Жаров талантлив. И после нескольких лет работы на заводе бывший вор становится заместителем директора завода. Юрий Павлович вспоминает:
«И вот, когда я подарил ему свою повесть — называлась она тогда «Жмакин», — он дико обиделся, сказав: «Моя жизнь незаурядная, если так дальше пойдет, свободно могу до замнаркома дойти, а ты меня в повести только до шофера довел! Да и надо было обо мне без всяких там псевдонимов писать, в серии «Жизнь замечательных людей».
Во время войны Жаров командует танковым батальоном и погибает, сгорев в танке. Награждается орденом Ленина — посмертно.
Герман отказывается от этой биографии сверхвора. Пишет вора простого и, вероятно, поступает верно.

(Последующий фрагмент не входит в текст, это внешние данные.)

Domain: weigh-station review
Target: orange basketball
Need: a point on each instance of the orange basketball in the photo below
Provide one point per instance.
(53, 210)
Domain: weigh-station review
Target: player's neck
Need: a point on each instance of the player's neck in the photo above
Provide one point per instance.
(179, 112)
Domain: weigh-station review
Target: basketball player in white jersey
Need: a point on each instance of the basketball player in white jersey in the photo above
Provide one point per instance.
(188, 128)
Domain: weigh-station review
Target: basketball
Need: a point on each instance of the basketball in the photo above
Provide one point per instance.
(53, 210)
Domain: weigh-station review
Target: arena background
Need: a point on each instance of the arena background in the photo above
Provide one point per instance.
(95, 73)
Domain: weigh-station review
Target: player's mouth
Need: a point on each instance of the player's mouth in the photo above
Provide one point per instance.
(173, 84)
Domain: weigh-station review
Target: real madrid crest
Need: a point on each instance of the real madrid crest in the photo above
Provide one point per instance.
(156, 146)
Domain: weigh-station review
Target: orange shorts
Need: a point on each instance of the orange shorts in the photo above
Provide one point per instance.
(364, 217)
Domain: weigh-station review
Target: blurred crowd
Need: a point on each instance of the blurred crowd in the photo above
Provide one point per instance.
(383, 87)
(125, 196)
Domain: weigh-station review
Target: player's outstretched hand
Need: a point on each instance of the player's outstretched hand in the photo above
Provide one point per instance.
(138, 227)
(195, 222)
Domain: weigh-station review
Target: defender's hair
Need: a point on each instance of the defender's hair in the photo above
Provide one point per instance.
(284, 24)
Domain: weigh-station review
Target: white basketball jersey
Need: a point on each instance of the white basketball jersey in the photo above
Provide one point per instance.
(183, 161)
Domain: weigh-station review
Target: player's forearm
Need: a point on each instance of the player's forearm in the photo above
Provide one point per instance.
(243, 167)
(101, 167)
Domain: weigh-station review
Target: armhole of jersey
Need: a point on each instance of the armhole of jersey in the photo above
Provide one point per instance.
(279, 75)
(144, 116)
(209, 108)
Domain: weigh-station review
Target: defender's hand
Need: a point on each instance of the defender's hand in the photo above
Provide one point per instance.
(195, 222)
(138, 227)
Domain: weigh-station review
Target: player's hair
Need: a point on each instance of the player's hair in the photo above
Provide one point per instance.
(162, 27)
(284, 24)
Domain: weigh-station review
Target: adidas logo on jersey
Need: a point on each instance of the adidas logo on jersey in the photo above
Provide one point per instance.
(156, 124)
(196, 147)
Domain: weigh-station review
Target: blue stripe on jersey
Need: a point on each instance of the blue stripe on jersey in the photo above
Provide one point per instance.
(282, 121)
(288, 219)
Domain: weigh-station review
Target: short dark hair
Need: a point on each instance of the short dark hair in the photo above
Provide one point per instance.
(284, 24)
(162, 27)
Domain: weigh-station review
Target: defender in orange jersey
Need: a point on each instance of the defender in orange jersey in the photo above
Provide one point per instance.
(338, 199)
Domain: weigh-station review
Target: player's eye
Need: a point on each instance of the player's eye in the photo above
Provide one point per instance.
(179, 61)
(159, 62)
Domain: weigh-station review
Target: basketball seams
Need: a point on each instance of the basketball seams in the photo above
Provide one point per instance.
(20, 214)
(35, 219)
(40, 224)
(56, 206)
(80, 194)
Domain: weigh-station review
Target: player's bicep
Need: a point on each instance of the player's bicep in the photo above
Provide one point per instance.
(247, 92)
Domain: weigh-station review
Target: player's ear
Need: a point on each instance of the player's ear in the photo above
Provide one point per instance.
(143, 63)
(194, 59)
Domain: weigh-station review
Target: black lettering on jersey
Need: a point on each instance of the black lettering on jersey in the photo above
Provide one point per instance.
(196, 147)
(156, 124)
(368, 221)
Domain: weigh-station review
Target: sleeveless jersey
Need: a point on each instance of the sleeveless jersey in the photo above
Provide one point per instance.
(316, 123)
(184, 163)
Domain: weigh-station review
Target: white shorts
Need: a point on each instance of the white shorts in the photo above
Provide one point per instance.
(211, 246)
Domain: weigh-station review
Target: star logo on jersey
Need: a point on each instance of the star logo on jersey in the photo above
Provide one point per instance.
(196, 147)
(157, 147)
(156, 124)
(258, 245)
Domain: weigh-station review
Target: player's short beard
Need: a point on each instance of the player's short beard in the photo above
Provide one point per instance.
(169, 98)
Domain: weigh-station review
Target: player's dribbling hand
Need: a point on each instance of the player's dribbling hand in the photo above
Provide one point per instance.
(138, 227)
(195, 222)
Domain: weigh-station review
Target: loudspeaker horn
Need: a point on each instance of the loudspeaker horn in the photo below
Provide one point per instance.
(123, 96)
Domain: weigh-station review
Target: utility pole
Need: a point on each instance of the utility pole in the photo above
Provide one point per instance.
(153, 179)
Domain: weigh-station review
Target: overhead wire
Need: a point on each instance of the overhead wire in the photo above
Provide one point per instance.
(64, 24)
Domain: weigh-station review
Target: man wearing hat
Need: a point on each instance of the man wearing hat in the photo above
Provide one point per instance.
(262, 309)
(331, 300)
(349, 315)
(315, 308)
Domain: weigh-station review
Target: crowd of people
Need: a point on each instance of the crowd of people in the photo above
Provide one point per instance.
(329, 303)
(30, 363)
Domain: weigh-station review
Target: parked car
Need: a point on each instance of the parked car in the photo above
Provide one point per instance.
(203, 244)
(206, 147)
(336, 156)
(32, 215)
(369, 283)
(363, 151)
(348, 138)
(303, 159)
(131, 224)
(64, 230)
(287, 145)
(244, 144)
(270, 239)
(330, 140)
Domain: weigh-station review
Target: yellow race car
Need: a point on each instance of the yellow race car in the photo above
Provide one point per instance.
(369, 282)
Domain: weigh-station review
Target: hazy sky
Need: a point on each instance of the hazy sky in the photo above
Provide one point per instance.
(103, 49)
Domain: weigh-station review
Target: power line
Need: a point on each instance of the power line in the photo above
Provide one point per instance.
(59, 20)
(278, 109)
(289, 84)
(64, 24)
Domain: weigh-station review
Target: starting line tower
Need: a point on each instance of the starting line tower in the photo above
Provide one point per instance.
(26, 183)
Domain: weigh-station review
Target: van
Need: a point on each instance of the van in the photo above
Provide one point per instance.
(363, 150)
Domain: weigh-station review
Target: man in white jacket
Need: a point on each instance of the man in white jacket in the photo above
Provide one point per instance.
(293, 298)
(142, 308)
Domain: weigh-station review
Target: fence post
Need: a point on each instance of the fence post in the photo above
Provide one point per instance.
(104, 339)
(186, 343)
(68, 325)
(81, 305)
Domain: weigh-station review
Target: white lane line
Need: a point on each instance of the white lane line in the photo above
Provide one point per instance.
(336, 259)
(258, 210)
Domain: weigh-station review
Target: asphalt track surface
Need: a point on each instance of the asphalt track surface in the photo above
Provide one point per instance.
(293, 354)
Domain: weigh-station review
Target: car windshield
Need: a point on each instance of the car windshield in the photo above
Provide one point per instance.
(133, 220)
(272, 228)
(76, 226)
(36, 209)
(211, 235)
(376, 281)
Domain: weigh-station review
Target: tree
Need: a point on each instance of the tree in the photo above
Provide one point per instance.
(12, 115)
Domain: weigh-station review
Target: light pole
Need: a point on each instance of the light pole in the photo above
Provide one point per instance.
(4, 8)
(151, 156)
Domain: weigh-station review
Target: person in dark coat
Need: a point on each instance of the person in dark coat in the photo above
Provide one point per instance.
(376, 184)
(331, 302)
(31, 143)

Вероятно, прав и живописуя своего Бодунова не эдаким конандойлевским сверхсыщиком, а обыкновенным человеком, но только лишенным напрочь душевного равнодушия. Обыкновенным человеком, но только влюбленным в свое дело. Обыкновенным человеком, но только делающим это дело талантливо.
Помнится, когда я впервые познакомился с Бодуновым и всматривался в него, прислушивался к его негромкой и сдержанной речи, следил за его повадкой, то и дело ловил себя на том, что видел в нем не его, Бодунова, а Лапшина, то есть не реальную фигуру, а литературный тип, созданный Германом.
Иначе говоря, я уже не мог не смотреть на Бодунова глазами Германа.
Да, Герман открыл тип, характер и, открыв его, опоэтизировал, вложив в него часть своего ума и своего сердца, сделал его нашим литературным современником.
Сам Бодунов — не Лапшин, а именно Бодунов — пришел в первые годы революции в Ленинград искать правды.
Он был тогда малограмотным пареньком, из глубинки, явился в город в овчине и лаптях.
Его отцу, входившему в комитет деревенской бедноты, кулаки отрезали голову.
В те годы Бодунов и стал работать в Чека.
С Дзержинским и у Дзержинского.
И запомнил заповедь Дзержинского — у чекиста должны быть чистые руки, горячее сердце и холодная голова.
Эта заповедь стала законом для Бодунова.
Юрий Павлович познакомился с Бодуновым в начале тридцатых годов, обе свои повести напечатал — в тридцать седьмом.
Бодунов работал в эти годы в Ленинградском уголовном розыске.
Дзержинского давно уже не было в живых — он умер от разрыва сердца в двадцать шестом.
Герман шел по следам Дзержинского, как исследователь. Вникая в подробности его биографии, читал его тюремную переписку. Его стихи.
Художник ощущал жадную и острую потребность в герое, для которого, как и для него, заповедь Дзержинского была бы непреложным условием человеческого существования, законом жизни.
И он был несказанно счастлив, когда судьба свела его с прототипом героя. Герман не хотел писать человека, каким он, человек, должен быть.
Он хотел писать человека, который — есть.
И это был — Бодунов.
Две повести «Алексей Жмакин» и «Лапшин» были опубликованы вначале раздельно, как два самостоятельно живущих произведения. Однако обе повести объединены единым направлением — и цельностью замысла и внутренним ходом действия.
В том, что уже после войны Юрий Павлович решил объединить обе повести, расширив и углубив их содержание, раздвинуть их сюжет, введя в них новые жизненные наблюдения и свои размышления о времени и о современниках, — есть своя логика.
Но об этом — чуть позже.
Сейчас мне хочется сказать о том, что эти две повести написаны рукой истинного прозаика, мастера.
Манера сжатая, выразительная, мужественная.
Вот из начала повести о Жмакине:
«Партия была небольшая — восемь человек. Шли молча и быстро, чтобы не замерзнуть. Дыхание из пара на глазах превращалось в изморозь. Мороз был с пылью — пыльный мороз, любой бродяга тут начинает охать. И деревень не попадалось — только кочки, покрытые голубым снегом, да мелкие сосенки до пояса, не выше.
Захотелось есть. Жмакин вытащил из кармана хлеб, но хлеб замерз — сделался каменным. С тоской и злобой Жмакин закинул хлеб подальше в снег. Под ногами все скрипело. День кончился. Ничего не было слышно, кроме мертвого скрипа, — ни собачьего бреха, ни голосов. К вечеру краски сделались фиолетовыми, пыль сомкнулась в сплошной туман. Лица у всех были замотаны до глаз — у кого портянкой, у кого платком.
К ночи вошли в городок. В морозном тумане едва мерцали желтые огни. Пахло дымом, навозом, свежим хлебом. В большой комнате Жмакин разулся и заплакал. Весь мир был проклят, все надо было поджечь и уничтожить всю эту вонючую рвань, и все города, и села, и хутора».